Durante este tiempo jamás supe por qué el abuelo se fue. Contaba doce años. Una vez al mes iba a buscarme al colegio, al instituto, a casa. Tras merendar y hablar de cosas maravillosas me dejaba en el portal con un recado para mi abuela; un ramo de rosas rojas.
Hasta hoy.
Me han avisado que ha muerto en un callejón por Escaleritas.
Él llamaba Mariposa a mi abuela y a mí Mariposita. Contaba que cuando la conoció aún era una crisálida preciosa. Para su sorpresa se convirtió en la mujer más cariñosa y guapa del mundo.
Yo era feliz.
Su ausencia la sufrimos las dos a nuestra manera, Hay cosas que a una jamás le perdonarán, Le quiero, nos quiere, Así será por siempre Mariposita.
Corta respuesta para una eterna duda.
No volvimos a tocar el tema, pero la escuchaba cada noche sumergida en un mar de lágrimas.
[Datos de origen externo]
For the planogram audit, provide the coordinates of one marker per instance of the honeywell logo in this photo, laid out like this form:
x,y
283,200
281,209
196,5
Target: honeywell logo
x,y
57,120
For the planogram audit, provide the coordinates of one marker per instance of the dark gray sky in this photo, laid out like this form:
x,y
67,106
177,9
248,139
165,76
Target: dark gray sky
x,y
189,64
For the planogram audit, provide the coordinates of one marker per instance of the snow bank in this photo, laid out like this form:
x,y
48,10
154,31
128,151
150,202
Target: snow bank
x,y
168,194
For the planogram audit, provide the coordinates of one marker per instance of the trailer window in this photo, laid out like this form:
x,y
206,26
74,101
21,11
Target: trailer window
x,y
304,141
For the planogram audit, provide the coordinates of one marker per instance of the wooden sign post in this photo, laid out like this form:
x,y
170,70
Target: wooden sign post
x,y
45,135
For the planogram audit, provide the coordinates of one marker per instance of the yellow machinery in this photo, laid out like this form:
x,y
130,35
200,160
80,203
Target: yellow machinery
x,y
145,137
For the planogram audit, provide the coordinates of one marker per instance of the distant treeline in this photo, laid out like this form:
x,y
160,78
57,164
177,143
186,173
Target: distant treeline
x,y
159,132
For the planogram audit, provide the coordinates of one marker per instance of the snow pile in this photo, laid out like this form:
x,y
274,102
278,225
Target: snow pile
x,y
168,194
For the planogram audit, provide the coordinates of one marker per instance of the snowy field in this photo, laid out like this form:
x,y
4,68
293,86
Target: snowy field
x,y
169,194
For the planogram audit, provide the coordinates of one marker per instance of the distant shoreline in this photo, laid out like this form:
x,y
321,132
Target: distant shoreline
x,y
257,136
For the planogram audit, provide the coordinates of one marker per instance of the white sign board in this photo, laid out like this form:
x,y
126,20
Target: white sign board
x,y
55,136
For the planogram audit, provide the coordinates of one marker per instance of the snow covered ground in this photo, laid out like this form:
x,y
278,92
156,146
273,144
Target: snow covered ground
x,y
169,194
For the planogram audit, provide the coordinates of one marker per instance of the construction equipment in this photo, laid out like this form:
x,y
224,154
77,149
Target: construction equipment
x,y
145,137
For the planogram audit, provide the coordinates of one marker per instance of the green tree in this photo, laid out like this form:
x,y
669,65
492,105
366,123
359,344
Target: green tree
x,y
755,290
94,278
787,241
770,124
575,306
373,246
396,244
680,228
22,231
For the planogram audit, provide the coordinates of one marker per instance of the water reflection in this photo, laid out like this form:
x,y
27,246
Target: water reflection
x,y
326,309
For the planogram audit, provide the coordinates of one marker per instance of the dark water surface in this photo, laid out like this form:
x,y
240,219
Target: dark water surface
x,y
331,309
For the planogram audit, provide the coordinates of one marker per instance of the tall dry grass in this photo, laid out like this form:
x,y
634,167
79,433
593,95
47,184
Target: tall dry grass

Un mes antes habían discutido. Ella se soltó el pelo y utilizó el flequillo a modo de cortina para tapar lo que llamó “su vergüenza”. A partir de ese día los vecinos la saludaban con algo semejante a las burlas. Dejaron de hacerlo cuando la depresión dejó de salir a la tienda, al médico, a la farmacia.
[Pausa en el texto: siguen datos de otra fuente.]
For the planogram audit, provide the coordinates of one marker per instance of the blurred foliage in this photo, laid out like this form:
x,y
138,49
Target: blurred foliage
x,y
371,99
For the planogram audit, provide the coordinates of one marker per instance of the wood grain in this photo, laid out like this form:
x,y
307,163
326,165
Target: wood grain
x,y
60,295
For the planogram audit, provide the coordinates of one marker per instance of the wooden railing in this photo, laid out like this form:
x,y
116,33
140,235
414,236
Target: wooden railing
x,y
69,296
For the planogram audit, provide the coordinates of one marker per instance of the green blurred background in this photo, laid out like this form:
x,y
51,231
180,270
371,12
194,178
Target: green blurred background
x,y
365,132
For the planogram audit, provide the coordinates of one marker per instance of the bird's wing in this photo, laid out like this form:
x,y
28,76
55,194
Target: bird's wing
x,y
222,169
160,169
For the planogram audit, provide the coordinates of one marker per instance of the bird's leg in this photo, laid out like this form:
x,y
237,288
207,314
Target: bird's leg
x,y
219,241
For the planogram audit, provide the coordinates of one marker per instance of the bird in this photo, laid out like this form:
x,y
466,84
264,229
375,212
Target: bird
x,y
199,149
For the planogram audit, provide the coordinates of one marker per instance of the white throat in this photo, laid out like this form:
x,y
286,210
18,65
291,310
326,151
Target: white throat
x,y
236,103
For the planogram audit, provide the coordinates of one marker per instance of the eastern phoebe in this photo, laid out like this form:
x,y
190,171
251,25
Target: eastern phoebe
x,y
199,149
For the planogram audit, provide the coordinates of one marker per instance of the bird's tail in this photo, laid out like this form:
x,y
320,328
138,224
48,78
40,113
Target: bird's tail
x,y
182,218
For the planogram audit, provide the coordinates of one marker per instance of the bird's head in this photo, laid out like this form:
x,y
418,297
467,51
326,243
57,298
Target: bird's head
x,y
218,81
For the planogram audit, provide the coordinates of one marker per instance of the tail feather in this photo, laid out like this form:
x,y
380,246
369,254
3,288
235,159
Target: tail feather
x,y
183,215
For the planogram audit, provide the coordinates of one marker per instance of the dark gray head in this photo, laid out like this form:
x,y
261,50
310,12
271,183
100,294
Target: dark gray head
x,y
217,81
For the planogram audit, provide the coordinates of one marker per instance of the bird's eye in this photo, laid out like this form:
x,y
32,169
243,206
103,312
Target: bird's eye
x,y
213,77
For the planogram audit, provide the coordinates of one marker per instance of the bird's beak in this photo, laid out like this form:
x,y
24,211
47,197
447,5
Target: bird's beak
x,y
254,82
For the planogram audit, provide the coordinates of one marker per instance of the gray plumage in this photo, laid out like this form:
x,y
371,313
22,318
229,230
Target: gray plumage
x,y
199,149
En su velatorio todos me despeinaban. A ella le recogieron el pelo. ¡Era tan guapa! La cicatriz de su cara hacía juego con su ataúd. Se despedían, como la de enfrente, con frases que en ese momento no supe a cuento de qué venían, Bueno chiquilla: una comete errores, quizá me anticipé y no fue ella, lo que le hice en la cara fue un impulso normal ¡¿no?!, Ya casi ni se le notaba mujer.
Cuando me dijeron que podía entrar a ver a mi abuelo me llamó la atención un tatuaje en su brazo; una crisálida y una frase en forma de corazón “No hay nada peor que la cordialidad con la que se tratan dos personas que se solían amar”.
Le he pedido a mi tía que lo entierre junto a ella y ha respondido, ¡Qué menos!
Tengo el corazón roto. Pero roto así; a nuestra manera.